I have the following problem.

I have a set of elements that I can sort by a certain algorithm A . The sorting is good, but very expensive.

There is also an algorithm B that can approximate the result of A. It is much faster, but the ordering will not be exactly the same.

Taking the output of A as a 'golden standard' I need to get a meaningful estimate of the error resulting of the use of B on the same data.

Could anyone please suggest any resource I could look at to solve my problem? Thanks in advance!

EDIT :

As requested : adding an example to illustrate the case : if the data are the first 10 letters of the alphabet,

A outputs : a,b,c,d,e,f,g,h,i,j

B outputs : a,b,d,c,e,g,h,f,j,i

What are the possible measures of the resulting error, that would allow me to tune the internal parameters of algorithm B to get result closer to the output of A?

+1  A: 

you could try something involving hamming distance

yx
I don't think Hamming distance is a good solution for this problem. It offers an element by element comparison but the distance between two elements does not say anything about sorting quality.
Ronald Wildenberg
you are right, I did not say only using hamming distance, but just something that involves it. If he wants to do a more expensive estimate, he should use distance calculations.
yx
+3  A: 

Are you looking for finding some algorithm that calculates the difference based on array sorted with A and array sorted with B as inputs? Or are you looking for a generic method of determining on average how off an array would be when sorted with B?

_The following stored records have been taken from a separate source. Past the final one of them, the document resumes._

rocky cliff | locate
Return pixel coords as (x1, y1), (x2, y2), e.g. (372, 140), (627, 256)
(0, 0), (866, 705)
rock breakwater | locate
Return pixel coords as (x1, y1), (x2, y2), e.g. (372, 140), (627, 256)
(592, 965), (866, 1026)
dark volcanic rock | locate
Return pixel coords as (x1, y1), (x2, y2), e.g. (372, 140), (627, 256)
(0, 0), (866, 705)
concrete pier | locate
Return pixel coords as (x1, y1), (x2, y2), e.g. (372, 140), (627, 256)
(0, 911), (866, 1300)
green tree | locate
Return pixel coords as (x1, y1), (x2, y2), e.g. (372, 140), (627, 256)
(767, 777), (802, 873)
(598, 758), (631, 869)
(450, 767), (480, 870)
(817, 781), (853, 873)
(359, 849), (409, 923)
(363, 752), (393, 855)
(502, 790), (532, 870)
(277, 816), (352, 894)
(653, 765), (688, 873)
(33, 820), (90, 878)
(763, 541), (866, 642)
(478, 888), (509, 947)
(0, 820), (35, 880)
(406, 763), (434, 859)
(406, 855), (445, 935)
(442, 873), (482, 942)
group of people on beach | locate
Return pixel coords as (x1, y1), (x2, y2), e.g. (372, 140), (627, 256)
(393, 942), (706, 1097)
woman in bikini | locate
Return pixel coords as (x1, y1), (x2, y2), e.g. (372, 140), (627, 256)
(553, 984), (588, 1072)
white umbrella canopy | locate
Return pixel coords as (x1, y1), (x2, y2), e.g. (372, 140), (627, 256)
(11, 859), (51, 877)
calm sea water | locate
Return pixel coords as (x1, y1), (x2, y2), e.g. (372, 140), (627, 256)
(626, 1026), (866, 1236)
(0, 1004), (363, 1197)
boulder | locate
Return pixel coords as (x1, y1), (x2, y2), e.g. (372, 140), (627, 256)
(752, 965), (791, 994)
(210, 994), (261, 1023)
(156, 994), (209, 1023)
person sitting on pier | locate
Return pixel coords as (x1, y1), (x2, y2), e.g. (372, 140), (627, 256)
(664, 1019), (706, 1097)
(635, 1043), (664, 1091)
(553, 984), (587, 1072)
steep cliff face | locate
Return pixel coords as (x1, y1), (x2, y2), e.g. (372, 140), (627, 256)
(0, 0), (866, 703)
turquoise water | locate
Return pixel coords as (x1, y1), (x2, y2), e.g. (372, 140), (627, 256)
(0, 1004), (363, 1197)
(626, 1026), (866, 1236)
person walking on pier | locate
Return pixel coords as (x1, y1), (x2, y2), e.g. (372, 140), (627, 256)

If the first, then I suggest something as simple as the distance each item is from where it should be (an average would do better than a sum to remove length of array as an issue)

If the second, then I think I'd need to see more about these algorithms.

Ed Marty
This isn't good enough, as if for example the the list is z, a, b, c, d… the whole list is shifted by 1.
Georg
+2  A: 

Calculating RMS Error may be one of the many possible methods. Here is small python code.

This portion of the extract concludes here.